There is hope!! The second newcomer to Asheville is all about handcrafted food items using locally-sourced ingredients. Our lunch at Elements Café was a beautiful array of fresh greens and vegetables in a rice paper wrap with homemade peanut sauce. It was delicious, filling, and I didn’t care about the nutritional information because I knew everything I was eating was nutrient-rich instead of calorie-dense and loaded with oil and salt.
I’m not going to preach about the obesity epidemic in our nation.
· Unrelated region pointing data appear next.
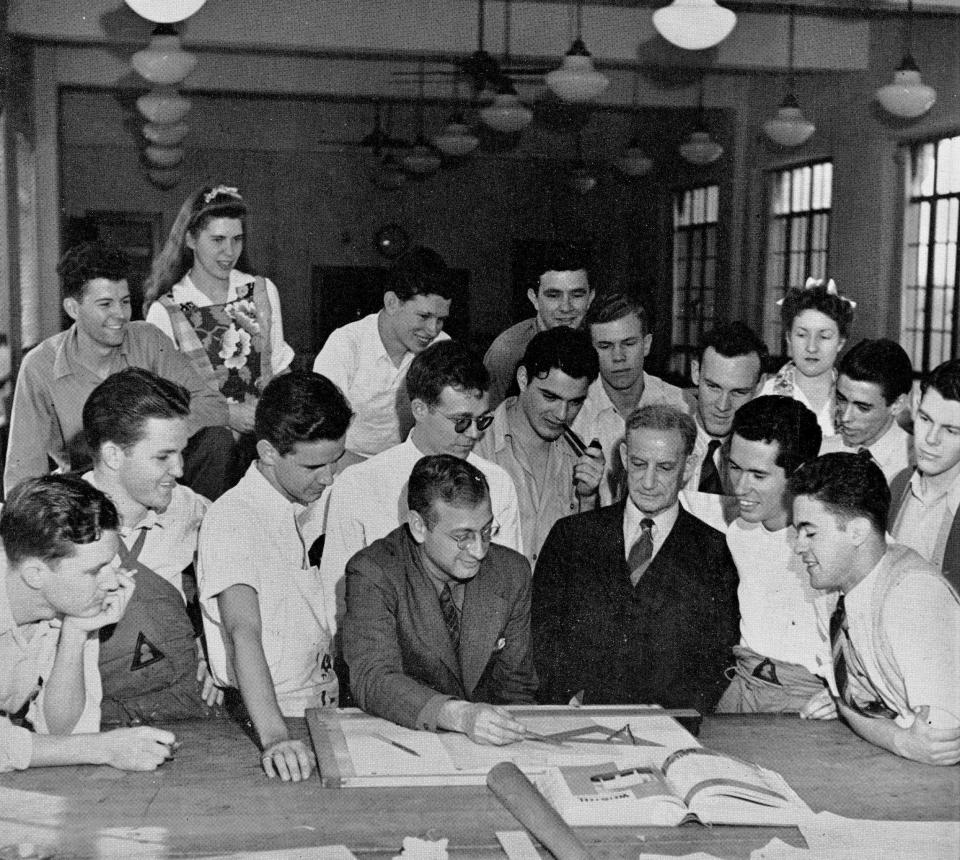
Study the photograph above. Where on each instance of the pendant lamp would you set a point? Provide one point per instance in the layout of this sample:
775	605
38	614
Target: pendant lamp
694	24
577	80
789	127
700	148
908	96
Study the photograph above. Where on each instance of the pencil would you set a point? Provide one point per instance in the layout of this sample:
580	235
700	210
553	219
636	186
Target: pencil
396	744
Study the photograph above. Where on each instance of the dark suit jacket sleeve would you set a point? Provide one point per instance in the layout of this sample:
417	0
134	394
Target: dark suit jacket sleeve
547	611
514	679
371	647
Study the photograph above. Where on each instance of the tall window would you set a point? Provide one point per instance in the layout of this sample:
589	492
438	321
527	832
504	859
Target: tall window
798	238
694	270
930	307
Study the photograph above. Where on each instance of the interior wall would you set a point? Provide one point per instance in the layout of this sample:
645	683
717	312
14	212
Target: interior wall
313	203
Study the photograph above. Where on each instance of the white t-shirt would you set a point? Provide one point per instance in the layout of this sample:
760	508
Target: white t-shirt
355	358
782	616
906	636
281	353
368	500
253	536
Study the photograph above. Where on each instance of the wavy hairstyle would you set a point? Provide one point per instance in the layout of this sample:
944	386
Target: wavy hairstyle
176	259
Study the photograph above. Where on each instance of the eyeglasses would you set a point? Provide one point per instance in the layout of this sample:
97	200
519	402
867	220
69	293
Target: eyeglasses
461	423
469	539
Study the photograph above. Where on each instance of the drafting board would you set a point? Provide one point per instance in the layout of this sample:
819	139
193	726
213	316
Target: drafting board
355	750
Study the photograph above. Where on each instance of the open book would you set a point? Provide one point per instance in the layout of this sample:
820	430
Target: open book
694	784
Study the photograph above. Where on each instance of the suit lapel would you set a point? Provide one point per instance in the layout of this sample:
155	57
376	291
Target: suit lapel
484	611
425	608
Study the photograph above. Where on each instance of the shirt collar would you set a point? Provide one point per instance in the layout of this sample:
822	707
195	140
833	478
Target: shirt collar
662	522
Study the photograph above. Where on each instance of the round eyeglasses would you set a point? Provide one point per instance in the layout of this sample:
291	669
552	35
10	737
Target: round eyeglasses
461	423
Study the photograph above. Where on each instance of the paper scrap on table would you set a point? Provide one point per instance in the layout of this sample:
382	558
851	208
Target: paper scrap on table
517	845
321	852
423	849
830	835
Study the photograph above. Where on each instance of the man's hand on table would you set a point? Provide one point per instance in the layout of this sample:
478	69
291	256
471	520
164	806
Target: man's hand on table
137	748
291	760
483	724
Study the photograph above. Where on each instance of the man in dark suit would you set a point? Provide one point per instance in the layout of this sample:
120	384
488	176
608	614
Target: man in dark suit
636	602
437	629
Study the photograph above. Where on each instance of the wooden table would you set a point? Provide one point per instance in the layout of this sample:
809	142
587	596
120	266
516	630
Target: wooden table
213	798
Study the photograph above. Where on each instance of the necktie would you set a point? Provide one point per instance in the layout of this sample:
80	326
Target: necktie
451	615
838	635
709	476
641	552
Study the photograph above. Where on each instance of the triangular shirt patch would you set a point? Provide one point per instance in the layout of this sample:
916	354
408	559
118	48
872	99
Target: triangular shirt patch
145	653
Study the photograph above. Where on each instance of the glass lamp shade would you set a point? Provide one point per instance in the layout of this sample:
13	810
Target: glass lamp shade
700	149
163	61
165	11
694	24
421	158
456	140
907	96
507	113
164	156
164	177
577	80
634	161
164	107
165	135
789	127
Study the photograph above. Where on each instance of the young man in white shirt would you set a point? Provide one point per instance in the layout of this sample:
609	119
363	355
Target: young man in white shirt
59	585
368	359
925	514
448	390
620	332
873	388
151	663
262	599
896	628
784	647
561	296
728	373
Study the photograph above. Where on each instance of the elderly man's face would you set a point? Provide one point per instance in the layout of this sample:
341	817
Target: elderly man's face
657	468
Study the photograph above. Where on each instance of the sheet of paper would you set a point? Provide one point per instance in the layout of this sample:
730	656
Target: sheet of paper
832	836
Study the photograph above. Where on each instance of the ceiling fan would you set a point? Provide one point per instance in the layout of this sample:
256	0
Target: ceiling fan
481	68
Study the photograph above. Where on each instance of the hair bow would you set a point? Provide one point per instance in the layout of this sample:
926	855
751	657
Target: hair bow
229	191
831	287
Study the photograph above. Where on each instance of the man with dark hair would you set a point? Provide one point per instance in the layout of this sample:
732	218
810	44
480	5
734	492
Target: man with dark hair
263	602
727	373
925	514
895	633
783	621
437	630
529	437
447	386
151	663
561	296
57	376
59	585
368	359
873	387
620	333
636	602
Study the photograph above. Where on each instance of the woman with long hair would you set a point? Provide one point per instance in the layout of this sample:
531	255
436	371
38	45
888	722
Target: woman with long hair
227	322
816	322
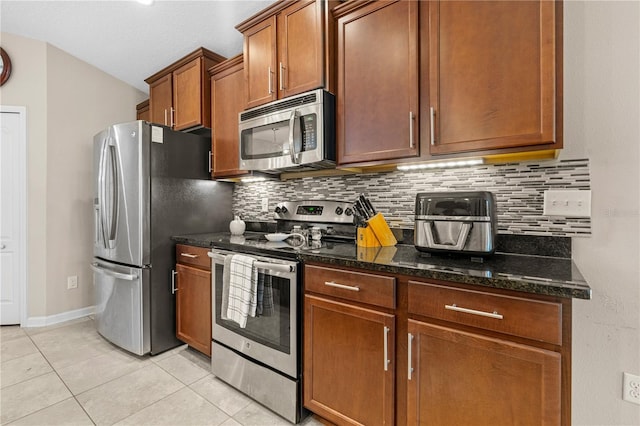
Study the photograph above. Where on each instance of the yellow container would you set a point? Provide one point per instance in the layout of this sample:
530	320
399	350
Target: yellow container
366	238
381	230
367	254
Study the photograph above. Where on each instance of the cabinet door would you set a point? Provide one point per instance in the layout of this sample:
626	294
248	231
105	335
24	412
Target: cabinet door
378	82
349	376
161	100
187	95
142	111
260	63
227	101
300	54
193	307
463	378
492	73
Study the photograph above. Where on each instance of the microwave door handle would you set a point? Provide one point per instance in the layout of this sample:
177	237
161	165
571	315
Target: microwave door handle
292	151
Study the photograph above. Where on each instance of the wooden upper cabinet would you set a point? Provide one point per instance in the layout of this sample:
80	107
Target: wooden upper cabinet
187	98
300	58
161	100
227	101
260	68
142	111
285	50
180	94
489	76
377	96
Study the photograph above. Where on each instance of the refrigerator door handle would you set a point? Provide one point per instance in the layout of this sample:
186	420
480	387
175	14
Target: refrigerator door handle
102	194
129	277
113	214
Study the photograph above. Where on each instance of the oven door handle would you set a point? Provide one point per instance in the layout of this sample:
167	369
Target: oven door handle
276	267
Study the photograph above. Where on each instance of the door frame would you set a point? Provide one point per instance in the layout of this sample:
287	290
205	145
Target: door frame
21	165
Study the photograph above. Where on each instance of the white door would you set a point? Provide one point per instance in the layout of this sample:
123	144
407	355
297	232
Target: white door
12	213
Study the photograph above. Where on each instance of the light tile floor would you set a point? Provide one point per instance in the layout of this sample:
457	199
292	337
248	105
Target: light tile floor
68	374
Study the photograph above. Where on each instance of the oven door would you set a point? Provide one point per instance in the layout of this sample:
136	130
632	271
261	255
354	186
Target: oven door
271	336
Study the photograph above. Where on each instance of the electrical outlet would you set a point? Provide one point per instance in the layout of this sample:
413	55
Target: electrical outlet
567	203
72	282
631	388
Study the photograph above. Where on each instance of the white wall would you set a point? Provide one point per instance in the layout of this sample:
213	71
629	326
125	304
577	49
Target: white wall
67	101
602	123
27	86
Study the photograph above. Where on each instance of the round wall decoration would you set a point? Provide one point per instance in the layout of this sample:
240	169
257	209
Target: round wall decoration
5	66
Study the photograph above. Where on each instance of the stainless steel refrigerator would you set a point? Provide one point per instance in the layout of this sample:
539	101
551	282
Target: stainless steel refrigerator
150	183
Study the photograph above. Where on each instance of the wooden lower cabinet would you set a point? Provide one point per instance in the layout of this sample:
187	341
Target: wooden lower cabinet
458	354
348	363
462	378
193	298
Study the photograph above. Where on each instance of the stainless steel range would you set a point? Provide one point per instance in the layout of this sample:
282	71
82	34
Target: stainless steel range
263	358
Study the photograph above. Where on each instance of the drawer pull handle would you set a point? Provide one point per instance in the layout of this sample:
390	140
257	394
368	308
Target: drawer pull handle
410	368
387	361
342	286
456	308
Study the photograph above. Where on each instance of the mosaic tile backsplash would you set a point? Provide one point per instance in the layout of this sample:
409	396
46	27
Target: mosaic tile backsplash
518	187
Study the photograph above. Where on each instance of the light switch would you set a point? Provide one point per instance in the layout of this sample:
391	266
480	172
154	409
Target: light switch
567	203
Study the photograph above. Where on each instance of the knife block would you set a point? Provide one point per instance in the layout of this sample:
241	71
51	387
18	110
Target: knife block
377	233
366	238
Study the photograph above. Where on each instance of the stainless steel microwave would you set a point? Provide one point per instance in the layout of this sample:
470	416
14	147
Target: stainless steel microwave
296	133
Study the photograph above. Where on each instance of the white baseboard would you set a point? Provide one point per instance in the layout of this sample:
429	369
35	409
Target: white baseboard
58	318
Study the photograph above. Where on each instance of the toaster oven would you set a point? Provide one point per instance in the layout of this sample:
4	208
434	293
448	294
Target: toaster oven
450	222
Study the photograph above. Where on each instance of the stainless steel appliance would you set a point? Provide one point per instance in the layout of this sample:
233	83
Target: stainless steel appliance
150	183
296	133
463	222
263	359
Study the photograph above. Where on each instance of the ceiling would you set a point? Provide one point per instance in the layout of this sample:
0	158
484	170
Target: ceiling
128	40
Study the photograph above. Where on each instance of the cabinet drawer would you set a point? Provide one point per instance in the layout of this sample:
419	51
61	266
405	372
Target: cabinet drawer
191	255
532	319
357	286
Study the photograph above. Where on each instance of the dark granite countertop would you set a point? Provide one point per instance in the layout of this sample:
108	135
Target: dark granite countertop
554	276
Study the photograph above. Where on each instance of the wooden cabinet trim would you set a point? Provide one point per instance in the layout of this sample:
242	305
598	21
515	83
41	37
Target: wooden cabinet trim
266	13
226	67
528	318
198	53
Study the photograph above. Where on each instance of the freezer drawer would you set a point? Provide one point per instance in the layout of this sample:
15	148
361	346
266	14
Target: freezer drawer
122	305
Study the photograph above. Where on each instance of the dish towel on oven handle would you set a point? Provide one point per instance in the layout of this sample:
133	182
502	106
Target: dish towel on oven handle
265	295
241	296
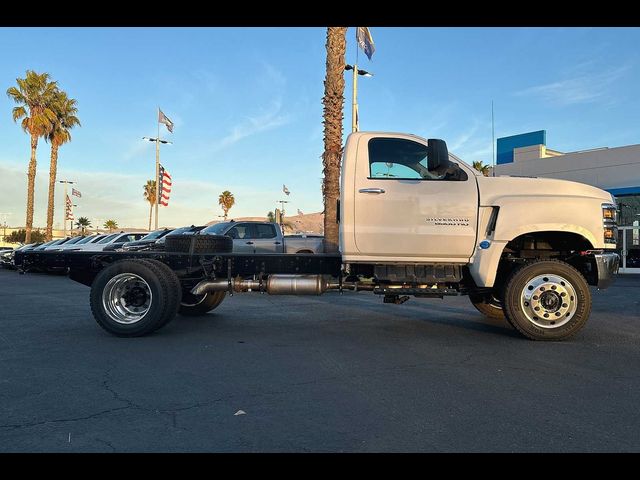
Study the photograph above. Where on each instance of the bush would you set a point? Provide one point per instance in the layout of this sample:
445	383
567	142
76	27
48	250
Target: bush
18	236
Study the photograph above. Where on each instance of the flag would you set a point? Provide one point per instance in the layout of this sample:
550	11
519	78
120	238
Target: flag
365	41
164	180
68	213
162	118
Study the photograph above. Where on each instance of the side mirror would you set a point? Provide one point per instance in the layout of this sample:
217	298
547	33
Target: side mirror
437	154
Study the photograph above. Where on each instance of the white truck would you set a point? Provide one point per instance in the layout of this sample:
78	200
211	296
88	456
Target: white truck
414	220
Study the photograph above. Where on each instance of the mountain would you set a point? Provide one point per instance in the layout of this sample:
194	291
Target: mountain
308	223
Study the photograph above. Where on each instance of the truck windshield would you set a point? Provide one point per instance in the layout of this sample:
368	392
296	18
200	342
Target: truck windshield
155	235
107	238
216	229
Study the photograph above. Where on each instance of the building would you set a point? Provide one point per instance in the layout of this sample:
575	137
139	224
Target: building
616	170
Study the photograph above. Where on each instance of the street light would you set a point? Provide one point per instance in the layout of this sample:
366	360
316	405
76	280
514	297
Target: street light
354	101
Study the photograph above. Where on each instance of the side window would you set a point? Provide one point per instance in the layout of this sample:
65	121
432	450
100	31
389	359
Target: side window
243	231
401	159
265	231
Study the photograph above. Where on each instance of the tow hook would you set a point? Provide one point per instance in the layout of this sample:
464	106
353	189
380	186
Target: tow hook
397	299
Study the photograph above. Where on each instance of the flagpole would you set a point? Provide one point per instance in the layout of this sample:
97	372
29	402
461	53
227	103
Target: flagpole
158	169
493	143
354	102
64	218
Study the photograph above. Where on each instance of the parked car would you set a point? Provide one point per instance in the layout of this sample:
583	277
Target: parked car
116	243
160	243
264	237
88	239
60	245
145	241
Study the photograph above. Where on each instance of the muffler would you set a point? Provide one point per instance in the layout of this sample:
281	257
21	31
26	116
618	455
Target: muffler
273	285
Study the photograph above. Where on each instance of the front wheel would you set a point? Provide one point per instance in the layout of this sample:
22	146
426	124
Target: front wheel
196	305
547	300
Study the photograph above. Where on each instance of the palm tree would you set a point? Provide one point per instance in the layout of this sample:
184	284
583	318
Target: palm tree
65	110
33	96
333	102
83	223
226	201
481	167
150	196
111	225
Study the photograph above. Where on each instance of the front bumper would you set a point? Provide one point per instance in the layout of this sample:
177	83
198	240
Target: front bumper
607	264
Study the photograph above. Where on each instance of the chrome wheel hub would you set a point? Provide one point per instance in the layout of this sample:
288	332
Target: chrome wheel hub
549	301
126	298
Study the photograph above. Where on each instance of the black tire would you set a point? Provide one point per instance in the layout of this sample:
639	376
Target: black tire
132	284
547	300
190	243
489	306
173	285
196	305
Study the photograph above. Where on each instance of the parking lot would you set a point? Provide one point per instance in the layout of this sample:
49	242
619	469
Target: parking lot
329	374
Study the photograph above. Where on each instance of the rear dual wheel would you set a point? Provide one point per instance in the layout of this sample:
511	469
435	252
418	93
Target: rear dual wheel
135	297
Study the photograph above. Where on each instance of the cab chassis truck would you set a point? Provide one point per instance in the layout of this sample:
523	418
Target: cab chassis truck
414	220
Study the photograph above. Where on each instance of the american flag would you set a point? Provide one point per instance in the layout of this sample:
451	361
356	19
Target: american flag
164	180
68	212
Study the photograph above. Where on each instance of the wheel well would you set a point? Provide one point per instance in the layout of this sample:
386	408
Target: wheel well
565	246
547	244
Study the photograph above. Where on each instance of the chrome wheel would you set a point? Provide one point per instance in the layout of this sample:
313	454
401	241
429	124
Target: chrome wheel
548	301
126	298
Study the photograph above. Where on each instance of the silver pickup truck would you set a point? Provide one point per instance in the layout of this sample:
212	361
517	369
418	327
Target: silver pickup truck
265	237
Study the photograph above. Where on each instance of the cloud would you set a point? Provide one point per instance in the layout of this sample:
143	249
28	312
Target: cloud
587	87
268	120
119	196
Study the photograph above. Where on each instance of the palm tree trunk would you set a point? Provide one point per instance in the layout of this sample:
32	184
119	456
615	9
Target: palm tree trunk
31	183
53	171
333	104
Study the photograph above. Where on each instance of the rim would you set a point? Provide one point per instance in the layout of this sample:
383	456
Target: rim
549	301
192	300
126	298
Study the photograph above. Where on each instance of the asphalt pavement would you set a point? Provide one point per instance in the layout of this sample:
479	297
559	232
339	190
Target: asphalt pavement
313	374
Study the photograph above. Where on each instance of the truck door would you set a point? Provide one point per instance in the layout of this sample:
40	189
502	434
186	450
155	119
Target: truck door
404	210
265	238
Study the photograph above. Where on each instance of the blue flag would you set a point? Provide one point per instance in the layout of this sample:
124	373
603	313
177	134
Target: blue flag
365	41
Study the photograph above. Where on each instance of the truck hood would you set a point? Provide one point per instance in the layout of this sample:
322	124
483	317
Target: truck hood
493	189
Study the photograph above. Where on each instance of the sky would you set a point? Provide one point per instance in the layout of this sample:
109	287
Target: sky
246	104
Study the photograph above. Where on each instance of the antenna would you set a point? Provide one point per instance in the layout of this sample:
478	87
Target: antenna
493	144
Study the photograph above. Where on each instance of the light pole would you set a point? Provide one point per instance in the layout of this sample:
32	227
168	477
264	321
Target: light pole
64	221
158	141
354	99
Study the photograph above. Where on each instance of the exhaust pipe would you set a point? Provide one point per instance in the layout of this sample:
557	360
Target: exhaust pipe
273	285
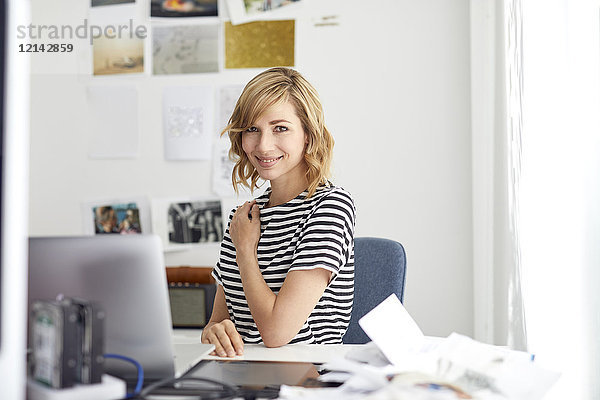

But, I do know the plant-based movement that is penetrating many corners of our world will help cure this and many other chronic diseases; if done right, and if we let it.
I truly believe the commercial food industry preys on the common-sense facts surrounding plant-based diets like a shark to bait. There are mammoth numbers of unhealthy, vegan food products being introduced to the mainstream market, and served in many restaurants. I’m talking about fake meats of all kinds, non-dairy cheese shreds, mayonnaise and sour cream, all labeled “vegan”. While they contain no animal products, many of them are still loaded with sodium, oil, sugar and additives that you can’t pronounce. Big food conglomerates have jumped on the vegan wagon with their own products, infusing chemical ingredients to make their ‘vegan’ products taste better and prolong shelf life. Uninformed consumers buy these products, and restaurants are using them.
I’m afraid the critical education necessary about eating whole, real, unprocessed food for true, life-sustaining health can’t keep up with the pervasive marketing and pretty packaging. That’s why the majority of our population remains confused about what to eat for weight loss and optimal health.
I know it’s not easy to change habits or try something new, but if you really knew how your food choices affect your one and only body and life, you may find a way to add more whole foods, fruits and vegetables to your plate.
Please educate yourself about your food and cook more meals at home! Your life depends on it.